In a speech to the Vancouver Board of Trade, Oliver stopped short of specifically endorsing the 45 recommendations in a new survey of marine and land oil transport safety, but repeated a vow from last summer to make "polluter pays" the law for pipelines in Canada.

"There has never been a serious tanker accident on the West Coast," Oliver said. "Nevertheless, we are committed to building a world-class system to prevent marine accidents. In the unlikely event there is an accident, we need to respond rapidly and comprehensively and make sure the polluter pays, not the taxpayer."
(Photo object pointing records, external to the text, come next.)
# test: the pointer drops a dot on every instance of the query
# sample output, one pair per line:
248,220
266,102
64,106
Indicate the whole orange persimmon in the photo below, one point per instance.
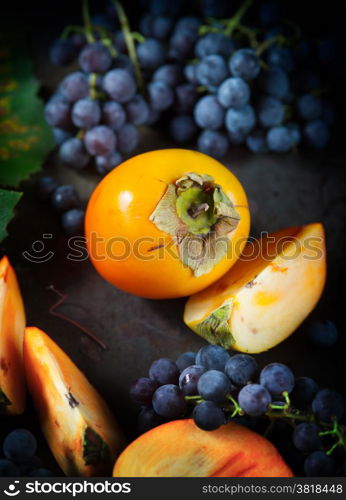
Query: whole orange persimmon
166,223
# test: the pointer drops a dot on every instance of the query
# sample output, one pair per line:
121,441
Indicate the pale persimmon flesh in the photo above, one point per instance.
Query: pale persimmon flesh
266,295
80,430
166,223
181,449
12,325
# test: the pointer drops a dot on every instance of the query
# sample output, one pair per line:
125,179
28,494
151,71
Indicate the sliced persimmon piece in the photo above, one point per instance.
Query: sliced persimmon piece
12,325
82,433
266,295
181,449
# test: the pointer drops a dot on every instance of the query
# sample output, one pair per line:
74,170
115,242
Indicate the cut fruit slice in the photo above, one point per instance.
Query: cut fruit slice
181,449
267,293
80,430
12,324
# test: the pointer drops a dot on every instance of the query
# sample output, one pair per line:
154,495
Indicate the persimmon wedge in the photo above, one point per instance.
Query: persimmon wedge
266,295
181,449
12,325
79,428
166,223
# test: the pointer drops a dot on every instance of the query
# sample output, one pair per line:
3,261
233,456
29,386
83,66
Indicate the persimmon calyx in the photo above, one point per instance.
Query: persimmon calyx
199,216
215,328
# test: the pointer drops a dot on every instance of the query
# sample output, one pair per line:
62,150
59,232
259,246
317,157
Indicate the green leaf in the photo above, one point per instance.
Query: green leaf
25,138
8,200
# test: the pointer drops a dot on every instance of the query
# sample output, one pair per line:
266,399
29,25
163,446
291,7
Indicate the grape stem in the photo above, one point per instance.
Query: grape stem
285,412
129,40
86,18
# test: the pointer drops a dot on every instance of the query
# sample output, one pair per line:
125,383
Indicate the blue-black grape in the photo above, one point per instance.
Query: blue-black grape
241,369
113,114
75,86
237,137
214,385
46,185
100,140
318,464
127,138
275,82
169,73
309,107
148,419
62,52
72,221
240,120
234,92
19,444
164,371
142,390
304,391
105,164
213,143
185,98
209,113
244,63
328,404
60,135
86,113
189,378
185,359
280,139
169,401
317,134
270,111
208,416
212,357
190,73
214,43
65,197
161,95
306,437
277,378
211,71
182,128
8,469
256,141
151,53
323,333
137,110
254,399
120,85
95,58
73,153
58,112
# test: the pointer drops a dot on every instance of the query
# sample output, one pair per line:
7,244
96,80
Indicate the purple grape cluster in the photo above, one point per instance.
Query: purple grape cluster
19,456
213,387
219,86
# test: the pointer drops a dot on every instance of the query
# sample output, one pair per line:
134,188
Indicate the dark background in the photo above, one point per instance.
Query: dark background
283,190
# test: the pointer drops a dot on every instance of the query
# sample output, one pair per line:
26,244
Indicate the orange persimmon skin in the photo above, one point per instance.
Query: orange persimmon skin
128,250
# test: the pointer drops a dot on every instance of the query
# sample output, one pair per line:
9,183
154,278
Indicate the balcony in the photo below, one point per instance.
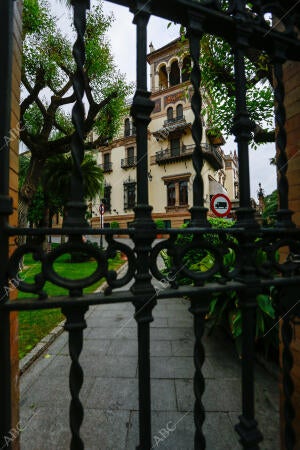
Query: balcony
106,167
128,162
174,120
170,125
169,155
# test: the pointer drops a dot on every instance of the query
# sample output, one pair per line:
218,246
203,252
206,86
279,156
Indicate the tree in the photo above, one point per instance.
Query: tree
53,191
270,208
218,78
47,75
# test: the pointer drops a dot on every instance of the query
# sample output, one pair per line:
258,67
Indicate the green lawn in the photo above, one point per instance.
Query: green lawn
34,325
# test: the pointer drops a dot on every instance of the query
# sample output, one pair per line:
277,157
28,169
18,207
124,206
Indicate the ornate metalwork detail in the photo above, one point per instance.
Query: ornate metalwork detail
288,386
196,104
253,251
75,324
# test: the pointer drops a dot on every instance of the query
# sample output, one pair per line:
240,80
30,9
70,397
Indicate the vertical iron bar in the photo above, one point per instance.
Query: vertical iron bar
284,215
199,312
247,428
287,382
142,105
76,207
242,130
194,33
75,324
143,226
6,48
144,317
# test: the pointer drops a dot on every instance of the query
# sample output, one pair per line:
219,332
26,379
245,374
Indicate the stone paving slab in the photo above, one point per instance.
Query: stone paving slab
110,390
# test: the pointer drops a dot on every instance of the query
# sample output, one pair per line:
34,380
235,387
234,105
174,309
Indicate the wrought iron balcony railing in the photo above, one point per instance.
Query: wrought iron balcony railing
174,120
211,154
106,167
128,162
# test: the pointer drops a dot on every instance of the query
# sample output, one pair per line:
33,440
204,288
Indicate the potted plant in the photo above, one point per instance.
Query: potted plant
215,136
159,224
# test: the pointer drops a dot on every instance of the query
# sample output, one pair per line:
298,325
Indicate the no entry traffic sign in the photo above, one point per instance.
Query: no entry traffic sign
220,205
101,209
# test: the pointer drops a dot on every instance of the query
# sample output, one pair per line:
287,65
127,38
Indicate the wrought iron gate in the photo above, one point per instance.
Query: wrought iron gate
242,24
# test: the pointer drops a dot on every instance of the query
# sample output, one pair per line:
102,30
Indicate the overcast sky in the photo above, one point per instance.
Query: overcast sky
122,37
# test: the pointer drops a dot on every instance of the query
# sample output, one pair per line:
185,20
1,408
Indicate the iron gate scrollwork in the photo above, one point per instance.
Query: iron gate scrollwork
242,25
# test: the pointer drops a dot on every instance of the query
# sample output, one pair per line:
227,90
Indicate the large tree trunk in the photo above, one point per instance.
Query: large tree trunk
32,180
292,103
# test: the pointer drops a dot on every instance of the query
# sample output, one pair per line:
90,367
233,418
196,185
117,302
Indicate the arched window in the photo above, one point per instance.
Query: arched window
163,78
179,111
183,193
127,127
186,68
174,74
171,194
170,113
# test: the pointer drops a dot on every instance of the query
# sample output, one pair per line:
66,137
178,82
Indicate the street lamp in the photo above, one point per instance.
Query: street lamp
101,212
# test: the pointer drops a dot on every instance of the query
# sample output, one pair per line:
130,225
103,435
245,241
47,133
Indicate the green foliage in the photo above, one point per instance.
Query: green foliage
270,209
34,325
217,64
225,307
114,224
47,70
53,191
159,223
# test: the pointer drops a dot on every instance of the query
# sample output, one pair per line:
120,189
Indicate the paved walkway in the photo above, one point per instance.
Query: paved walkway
110,394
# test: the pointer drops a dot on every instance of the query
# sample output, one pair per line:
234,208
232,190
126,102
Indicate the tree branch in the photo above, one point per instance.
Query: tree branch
33,92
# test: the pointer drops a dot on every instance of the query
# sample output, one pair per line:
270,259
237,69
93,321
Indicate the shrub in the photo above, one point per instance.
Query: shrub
114,224
159,223
224,308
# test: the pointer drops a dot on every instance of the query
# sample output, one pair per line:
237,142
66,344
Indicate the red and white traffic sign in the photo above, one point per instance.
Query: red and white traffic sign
101,209
220,205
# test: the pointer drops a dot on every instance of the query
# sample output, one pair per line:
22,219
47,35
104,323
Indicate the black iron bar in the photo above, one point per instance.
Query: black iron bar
6,380
75,324
284,215
144,386
199,308
247,428
289,436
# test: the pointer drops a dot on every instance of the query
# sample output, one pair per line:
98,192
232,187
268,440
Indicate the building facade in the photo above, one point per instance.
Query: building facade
170,147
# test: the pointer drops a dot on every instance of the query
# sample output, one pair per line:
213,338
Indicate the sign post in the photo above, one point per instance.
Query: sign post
220,205
101,211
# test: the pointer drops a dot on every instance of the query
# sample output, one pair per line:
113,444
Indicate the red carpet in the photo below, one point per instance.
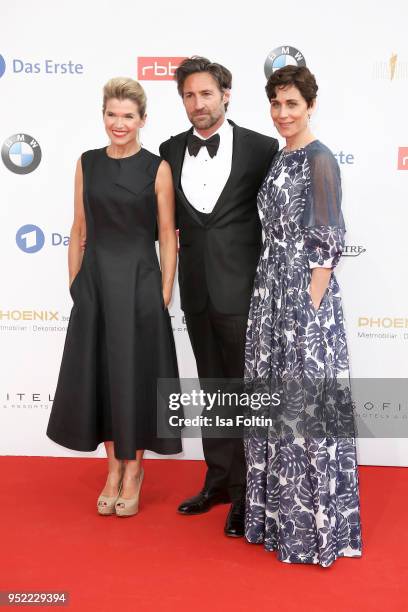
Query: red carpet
51,539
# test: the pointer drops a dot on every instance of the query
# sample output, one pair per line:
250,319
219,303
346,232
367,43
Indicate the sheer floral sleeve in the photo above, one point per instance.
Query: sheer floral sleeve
323,224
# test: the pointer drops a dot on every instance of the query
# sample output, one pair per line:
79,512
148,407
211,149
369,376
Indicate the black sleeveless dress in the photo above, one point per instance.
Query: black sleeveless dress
119,339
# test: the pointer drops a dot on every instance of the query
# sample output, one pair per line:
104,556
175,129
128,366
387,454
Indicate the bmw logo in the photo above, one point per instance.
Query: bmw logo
281,57
30,238
2,66
21,153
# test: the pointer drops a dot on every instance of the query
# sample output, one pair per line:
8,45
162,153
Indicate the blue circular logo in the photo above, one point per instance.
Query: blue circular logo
30,238
281,57
2,66
21,153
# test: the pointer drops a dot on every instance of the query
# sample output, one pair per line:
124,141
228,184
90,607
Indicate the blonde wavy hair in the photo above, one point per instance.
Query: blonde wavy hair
123,88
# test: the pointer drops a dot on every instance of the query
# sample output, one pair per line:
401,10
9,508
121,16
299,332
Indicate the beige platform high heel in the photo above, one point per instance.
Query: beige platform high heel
129,507
106,504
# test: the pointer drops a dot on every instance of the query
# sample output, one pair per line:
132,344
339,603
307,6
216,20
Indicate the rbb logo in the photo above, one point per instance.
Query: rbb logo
403,158
157,68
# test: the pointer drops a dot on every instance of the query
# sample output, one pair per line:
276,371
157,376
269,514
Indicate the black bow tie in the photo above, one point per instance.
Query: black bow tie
194,144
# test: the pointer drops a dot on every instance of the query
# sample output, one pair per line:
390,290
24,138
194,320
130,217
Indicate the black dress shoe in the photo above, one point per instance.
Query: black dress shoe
235,523
203,502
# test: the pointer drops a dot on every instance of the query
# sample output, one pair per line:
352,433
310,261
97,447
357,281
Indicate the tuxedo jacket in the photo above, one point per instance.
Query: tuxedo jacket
218,256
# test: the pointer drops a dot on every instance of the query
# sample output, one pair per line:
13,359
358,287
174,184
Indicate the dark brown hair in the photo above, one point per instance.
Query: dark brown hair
299,76
191,65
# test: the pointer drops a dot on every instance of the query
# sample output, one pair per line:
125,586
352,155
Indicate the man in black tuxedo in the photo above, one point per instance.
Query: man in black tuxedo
217,168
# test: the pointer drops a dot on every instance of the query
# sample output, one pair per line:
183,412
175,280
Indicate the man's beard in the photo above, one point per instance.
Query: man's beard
205,123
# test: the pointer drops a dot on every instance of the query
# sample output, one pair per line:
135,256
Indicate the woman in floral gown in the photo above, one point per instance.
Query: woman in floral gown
302,481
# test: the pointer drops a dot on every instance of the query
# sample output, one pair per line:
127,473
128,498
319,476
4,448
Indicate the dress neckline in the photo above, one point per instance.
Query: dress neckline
299,148
122,158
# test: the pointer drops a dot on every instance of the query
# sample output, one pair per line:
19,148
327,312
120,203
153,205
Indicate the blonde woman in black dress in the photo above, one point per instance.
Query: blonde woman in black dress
119,339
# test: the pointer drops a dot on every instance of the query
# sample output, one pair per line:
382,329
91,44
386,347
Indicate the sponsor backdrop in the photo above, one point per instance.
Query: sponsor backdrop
52,69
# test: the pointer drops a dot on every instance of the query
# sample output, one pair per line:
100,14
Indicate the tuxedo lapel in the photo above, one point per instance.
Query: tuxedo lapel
177,169
238,154
237,164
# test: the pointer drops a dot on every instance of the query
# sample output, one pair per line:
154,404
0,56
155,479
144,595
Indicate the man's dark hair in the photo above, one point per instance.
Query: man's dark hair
191,65
299,76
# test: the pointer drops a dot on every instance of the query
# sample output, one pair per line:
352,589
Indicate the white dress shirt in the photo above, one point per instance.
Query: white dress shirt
203,177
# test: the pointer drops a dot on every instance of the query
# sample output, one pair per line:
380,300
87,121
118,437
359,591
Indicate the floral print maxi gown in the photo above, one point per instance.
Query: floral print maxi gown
302,480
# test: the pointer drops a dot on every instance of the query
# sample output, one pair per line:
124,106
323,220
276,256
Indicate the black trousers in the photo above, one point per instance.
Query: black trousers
218,342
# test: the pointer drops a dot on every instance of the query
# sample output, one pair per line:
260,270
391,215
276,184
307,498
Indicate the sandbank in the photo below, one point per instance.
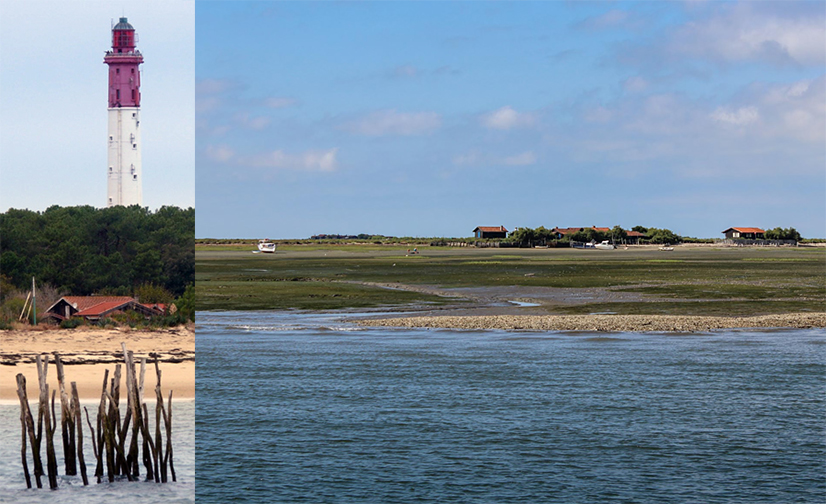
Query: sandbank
87,353
603,323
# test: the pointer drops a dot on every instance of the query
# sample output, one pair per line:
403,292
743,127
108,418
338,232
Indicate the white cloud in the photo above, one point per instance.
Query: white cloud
506,118
311,160
745,32
252,122
474,158
405,71
206,104
213,86
280,102
391,122
219,153
610,19
739,117
635,84
523,159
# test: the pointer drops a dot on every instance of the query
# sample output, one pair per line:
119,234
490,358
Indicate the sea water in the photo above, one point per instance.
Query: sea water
309,408
71,489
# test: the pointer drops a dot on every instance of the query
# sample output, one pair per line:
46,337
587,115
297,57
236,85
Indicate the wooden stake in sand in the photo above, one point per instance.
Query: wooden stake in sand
28,427
110,433
79,425
67,422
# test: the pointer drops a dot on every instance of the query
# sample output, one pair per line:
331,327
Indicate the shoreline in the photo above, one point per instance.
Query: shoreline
602,323
88,352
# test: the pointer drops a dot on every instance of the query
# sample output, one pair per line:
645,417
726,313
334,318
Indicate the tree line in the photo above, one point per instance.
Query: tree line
543,236
84,250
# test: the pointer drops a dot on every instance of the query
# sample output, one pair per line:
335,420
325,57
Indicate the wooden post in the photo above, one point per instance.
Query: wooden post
67,422
25,305
94,445
79,425
168,422
25,418
51,458
99,423
159,413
On Tuesday, Oliver and Transport Minister Lisa Raitt by a tanker safety expert panel chaired by Gordon Houston, former president of Port Metro Vancouver and Prince Rupert harbourmaster.

The panel's report calls for adequate funding to the Canadian Coast Guard to make it the lead agency in any oil spill response at sea. Potential polluters and their delegated spill response agencies should be prepared for a "worst case" incident like the Exxon Valdez grounding in Alaska in 1989, the report says.

B.C. Environment Minister Mary Polak said it remains to be seen if Ottawa will take the necessary steps to meet the province's conditions for approving new heavy oil pipelines. A federal review panel is due to issue recommendations by the end of December on whether the Enbridge Northern Gateway proposal for a double pipeline from northern Alberta to Kitimat should be allowed to proceed.

The federal report looks only at current traffic, including crude and other petroleum products. It identifies the south end of Vancouver Island and the adjacent coast, including Vancouver harbour, as being at "very high risk due to the large volumes of vessel traffic and bulk oil movements that occur within close proximity of environmentally sensitive areas."

That is the region where Alaska crude oil tankers enter the Strait of Juan de Fuca to reach Washington state refineries, and the oil tanker exclusion zone ends. Between 30 and 60 tankers a year filled with crude oil or diluted bitumen also sail out from the Kinder Morgan Canada oil terminal at Burnaby through the same waters.

Traffic from Burnaby would increase to about one tanker per day if Kinder Morgan's proposed twinning of its Trans Mountain pipeline from Alberta proceeds. Currently 30 to 60 tankers a year load at the Westridge Terminal in Burnaby.

The tanker exclusion zone, a voluntary agreement between Canada and the U.S., extends 200 nautical miles west from the northern tip of Haida Gwaii to southern Vancouver Island. The federal report rates oil spill risk as "medium" on the northern and southern ends of the exclusion zone, and low in the central portion.